A study into the capacity constraints of the primary east-west maritime gateway has tossed up some interesting numbers.
There is only one real way to get ocean cargo from China to Europe, or from India to Japan, and that is to send it via the Malacca and Singapore straits.
It is one of the busiest trade lanes in the world, even in the shipping downturn. Singapore isn’t called a maritime hub for nothing.
In an exercise to assess the capacity needs of the Malacca and Singapore straits when trade increases, the Maritime Authority of Singapore (MPA) recently hauled out the 2007 data and fired up their computer simulation machine.
After blowing the dust off the 2007 numbers and feeding them into the hungry computer, the MPA announced that the Singapore Strait, which saw more than 257,000 vessel movements (transits and arrivals) in that year, could safely accommodate a 75 percent increase in vessel traffic.
That means an incredible 450,000 vessels a year can come and go, or 1,232 a day, without bumping into each other. That was only the Singapore section of the passage. Factor in the Malacca Strait vessel numbers for 2007, add 75 percent, and you have almost 2,000 vessel movements a day.
That is a lot of ships to be floating through a channel than is just 2,150m wide at its narrowest point south of St John’s Island in the Singapore Strait.
The MPA concludes “there is still substantial room for vessel traffic growth in the straits without affecting either efficiency or navigational safety”.

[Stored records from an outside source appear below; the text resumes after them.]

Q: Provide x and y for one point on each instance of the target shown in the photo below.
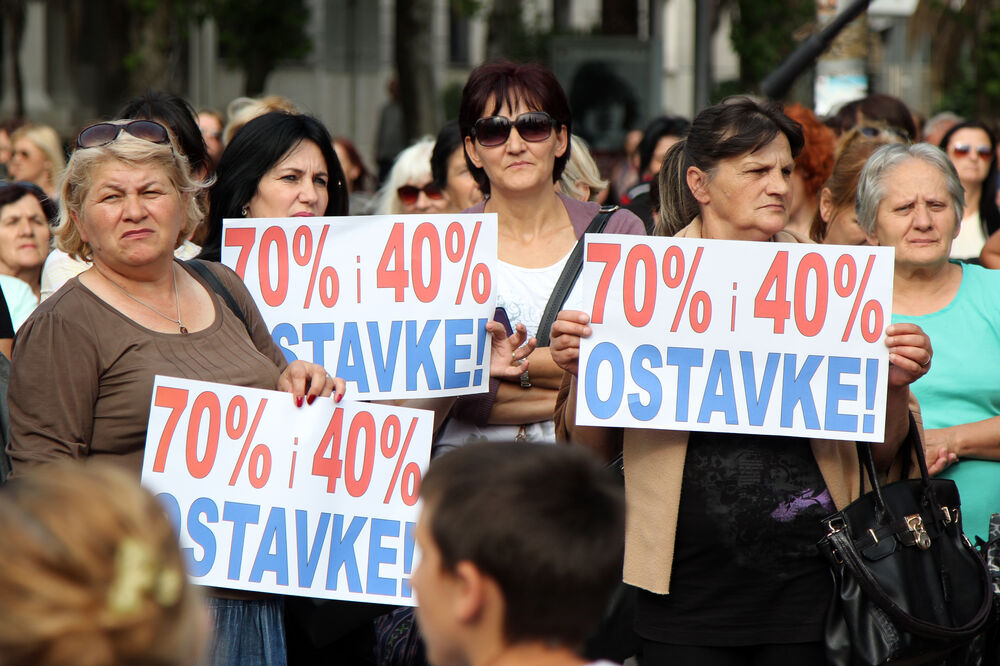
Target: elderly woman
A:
(25, 215)
(86, 359)
(37, 157)
(517, 125)
(410, 186)
(278, 165)
(910, 198)
(703, 520)
(450, 171)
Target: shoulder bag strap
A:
(216, 284)
(571, 271)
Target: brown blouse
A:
(82, 379)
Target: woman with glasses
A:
(277, 165)
(970, 145)
(86, 359)
(516, 124)
(410, 187)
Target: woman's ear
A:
(697, 181)
(470, 150)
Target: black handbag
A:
(909, 587)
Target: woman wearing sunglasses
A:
(86, 358)
(516, 124)
(410, 186)
(971, 145)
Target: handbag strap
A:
(216, 284)
(571, 271)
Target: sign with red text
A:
(735, 336)
(397, 305)
(315, 501)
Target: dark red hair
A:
(507, 82)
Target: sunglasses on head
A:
(409, 194)
(963, 149)
(494, 131)
(102, 134)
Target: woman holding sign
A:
(910, 197)
(86, 359)
(516, 124)
(722, 527)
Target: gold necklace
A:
(177, 301)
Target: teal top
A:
(963, 383)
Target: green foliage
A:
(762, 35)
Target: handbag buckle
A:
(916, 526)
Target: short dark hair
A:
(14, 191)
(449, 140)
(989, 212)
(503, 81)
(737, 126)
(253, 150)
(656, 130)
(546, 523)
(178, 115)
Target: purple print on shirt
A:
(799, 502)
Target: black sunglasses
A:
(409, 194)
(102, 134)
(494, 131)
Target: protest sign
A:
(397, 305)
(735, 336)
(316, 501)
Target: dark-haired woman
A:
(722, 527)
(277, 165)
(26, 214)
(971, 147)
(515, 120)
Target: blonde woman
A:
(37, 157)
(92, 574)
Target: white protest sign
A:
(735, 336)
(397, 305)
(316, 501)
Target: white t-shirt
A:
(523, 293)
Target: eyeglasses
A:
(533, 126)
(409, 194)
(102, 134)
(963, 149)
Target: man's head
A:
(520, 544)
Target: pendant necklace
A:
(177, 301)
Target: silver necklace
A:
(177, 301)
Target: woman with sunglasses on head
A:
(970, 145)
(410, 187)
(86, 358)
(516, 124)
(277, 165)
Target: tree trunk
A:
(417, 91)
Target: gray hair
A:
(871, 183)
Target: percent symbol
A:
(409, 487)
(259, 470)
(673, 275)
(454, 249)
(871, 313)
(302, 251)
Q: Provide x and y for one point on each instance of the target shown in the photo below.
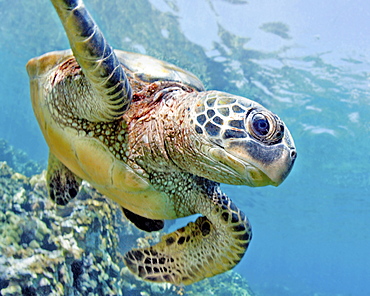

That is good news for the futue. The trade downturn will slow the traffic growth for now, but it will pick up sooner or later. And when it does, we hope the hundreds of empty ghost ships off southern Malaysia and Singapore that are bobbing around in that purgatory between trade lane reinstatement and the scrapyard will have hauled anchor and disappeared.
They may not be hazardous to navigation, but they are ugly reminders of how quickly fortunes can change in the tragically cyclical shipping business.